La colère gronde dans les bastions de l'opposition au Kenya. Les Kényans redoutent une répétition des violences interethniques de 2007 (archives). KEYSTONE/EPA/DAI KUROKAWA sda-ats

(Keystone-ATS) Le report à une date indéterminée de l’élection présidentielle kényane dans les bastions de l’opposition éloigne le spectre de nouvelles violences. Il pose la question de la validité du scrutin de jeudi, plus de 20 circonscriptions sur 290 n’ont pas pris part au vote.

Le chef de l’Etat a remporté plus de 97% des suffrages exprimés, d’après les décomptes effectués samedi par les médias de Nairobi. Mais avec un taux de participation inférieur à 35% et face à un pays profondément divisé, son espoir d’obtenir un mandat clair pour diriger la première économie d’Afrique de l’Est s’est évanoui.

L’élection du 26 octobre devait remplacer celle du 8 août, remportée par Uhuru Kenyatta mais invalidée le 1er septembre par la Cour suprême pour cause d’irrégularités. Mais le chef de l’opposition Raila Odinga a appelé au boycott de ce nouveau scrutin pour protester contre l’absence de garanties d’équité.
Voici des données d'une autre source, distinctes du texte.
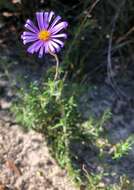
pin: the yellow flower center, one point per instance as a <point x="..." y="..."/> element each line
<point x="44" y="35"/>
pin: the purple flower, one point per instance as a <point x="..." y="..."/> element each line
<point x="46" y="37"/>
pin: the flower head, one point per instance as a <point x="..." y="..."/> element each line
<point x="46" y="36"/>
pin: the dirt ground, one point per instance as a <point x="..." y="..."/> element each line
<point x="25" y="162"/>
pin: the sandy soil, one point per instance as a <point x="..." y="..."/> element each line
<point x="25" y="162"/>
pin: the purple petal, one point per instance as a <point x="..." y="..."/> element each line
<point x="29" y="39"/>
<point x="55" y="45"/>
<point x="40" y="20"/>
<point x="58" y="27"/>
<point x="59" y="36"/>
<point x="41" y="51"/>
<point x="46" y="47"/>
<point x="32" y="25"/>
<point x="56" y="20"/>
<point x="30" y="28"/>
<point x="40" y="43"/>
<point x="58" y="42"/>
<point x="28" y="34"/>
<point x="51" y="14"/>
<point x="46" y="19"/>
<point x="50" y="47"/>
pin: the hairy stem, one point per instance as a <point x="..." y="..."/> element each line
<point x="57" y="64"/>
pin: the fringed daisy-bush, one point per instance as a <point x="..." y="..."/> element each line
<point x="47" y="36"/>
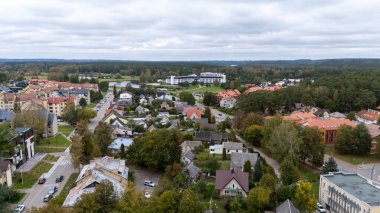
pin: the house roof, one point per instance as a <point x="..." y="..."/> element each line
<point x="238" y="159"/>
<point x="330" y="124"/>
<point x="287" y="207"/>
<point x="4" y="165"/>
<point x="224" y="177"/>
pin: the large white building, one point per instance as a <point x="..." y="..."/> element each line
<point x="205" y="77"/>
<point x="341" y="192"/>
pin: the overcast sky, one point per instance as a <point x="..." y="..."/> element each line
<point x="189" y="30"/>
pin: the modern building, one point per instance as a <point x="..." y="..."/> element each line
<point x="341" y="192"/>
<point x="99" y="169"/>
<point x="205" y="78"/>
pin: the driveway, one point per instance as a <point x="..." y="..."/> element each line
<point x="141" y="174"/>
<point x="101" y="113"/>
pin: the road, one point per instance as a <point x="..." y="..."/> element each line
<point x="34" y="196"/>
<point x="101" y="113"/>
Il avait remporté 44,7% des voix lors de l’élection du mois d’août, marqué par un taux de participation de près de 80%.

“Le peuple est suprême”

Dans un tweet posté samedi, le vice-président kényan a cherché à revendiquer la victoire et à discréditer l’opposition. “La nouvelle élection confirme que le peuple est suprême.”

Le chef de la Commission électorale Wafula Chebukati a annoncé qu’une décision sur la tenue de ce vote serait prise rapidement. “Nous informerons le pays demain (dimanche) sur la marche à suivre dans ces 25 circonscriptions” sur les 290 que compte le pays, a-t-il déclaré à la presse.

Interrogé pour savoir si le résultat de la présidentielle serait annoncé sans que le vote soit organisé dans l’ouest, l’un des membres de la Commission, Abdi Guliye, a déclaré à la presse que “la réponse à cette question viendrait en temps voulu”. “Nous avons encore quelques jours avant de prendre cette décision”.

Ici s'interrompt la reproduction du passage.